Chris BishopBy Chris Bishop|December 13, 2021|4 Minutes|In Editor's Desk

Editor's Desk

"Don’t put a rat in the sewer"

Surely millions of entrepreneurs across  South Africa breathed a sigh of relief in the last week as a vote in Parliament knocked back plans to take land without paying compensation.

Opposition parties voted against amending the Constitution of South Africa – one of the most liberal in the world – to allow the government to take land when they need it and give the owner nothing in return.

The political will driving this wants to  correct the imbalance behind the so-called “original sin” when it comes to land in Africa – that is, land being taken with the barrel of a gun by settlers. In most countries where this happened, black Africans were herded onto the worst land – as if they were fauna –and left to get on with it without money for tools – let along compensation. These Africans were left to sell their labour cheaply back, in the fields or the mines, to the new owners of the land.

“We were foreigners in our own country!” one of my fellow journalists in South Africa told me, “It was a case of I have found something in your land, now you are my slave.”

That is one, could be seen as extreme, point of view.

The other view is that any threat of the expropriation of land without compensation that hangs over the plans of an entrepreneur is bad for business by any stretch of the imagination. No matterhow bad the government’s need, that loss of land creates a big hole in your balance sheet.

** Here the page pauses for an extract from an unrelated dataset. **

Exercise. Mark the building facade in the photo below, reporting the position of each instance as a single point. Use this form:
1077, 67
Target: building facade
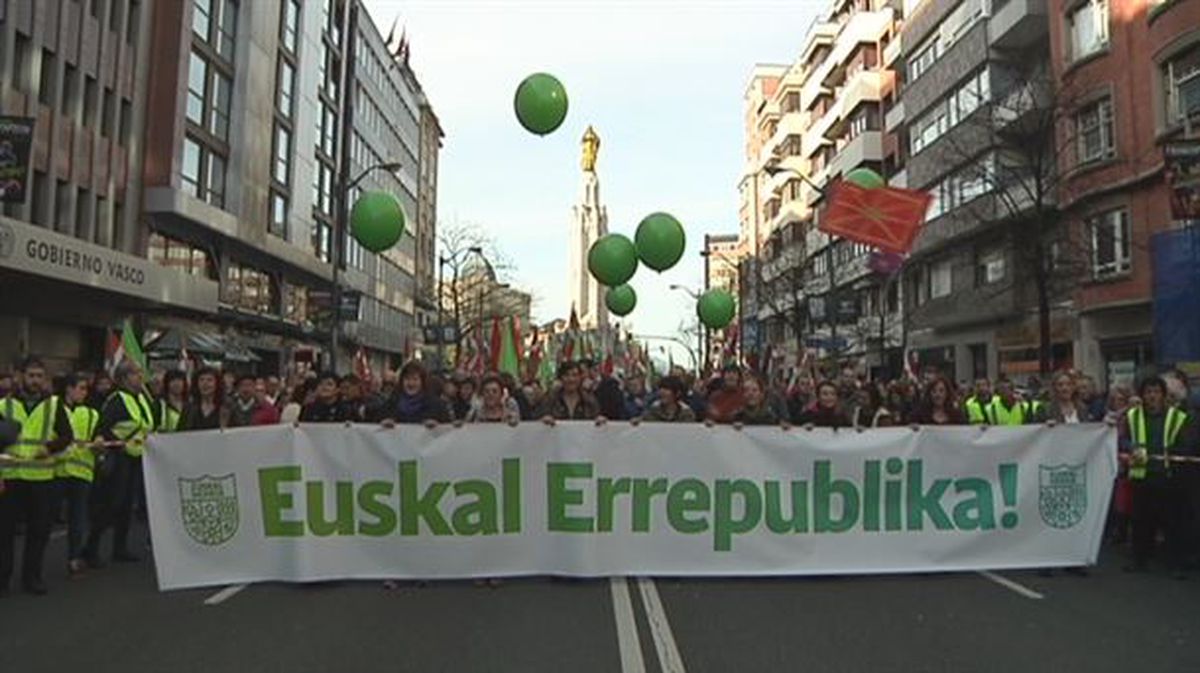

To make matters worse, foreign investors view the threat of expropriation – no matter the continent – as an orchard owner views an incoming cloud of locusts. Political risk is always high up the list of hazards forany investors worth their salt – that is the big risk that can blow away your house of cards not matter how careful your financial preparation has been.

I saw the havoc caused in Zimbabwe by the clumsy redistribution of land that descended into a violent grab. Even before the worst of this grab – the exercise of putting government and bureaucrats in charge of apportioning land showed itself to be nonsense.

In 1997, letters of designation were sent to by a committee to commercial farmers giving them a deadline to leave the land.

To wit, days later I interviewed a middle aged black Zimbabwean days later on his farm. He had made money in finance and had invested in his childhood dream of becoming a farmer. On the day of the designation, a letter arrived telling the new farmer that his land was to be taken for redistribution among the black majority. I can tell you he was angrier than his white neighbours who had the same letter .

“I am a black Zimbabwean!” he blazed,” Where else can they put me?”

Sure, the government officials realised they had made a mistake, but I recall it took a long time for the decision to be reversed .

I always say- government mistakes are a bit like getting  a rat into a sewer. It not a problem getting it in , but it is  very difficult and messy to get it out again.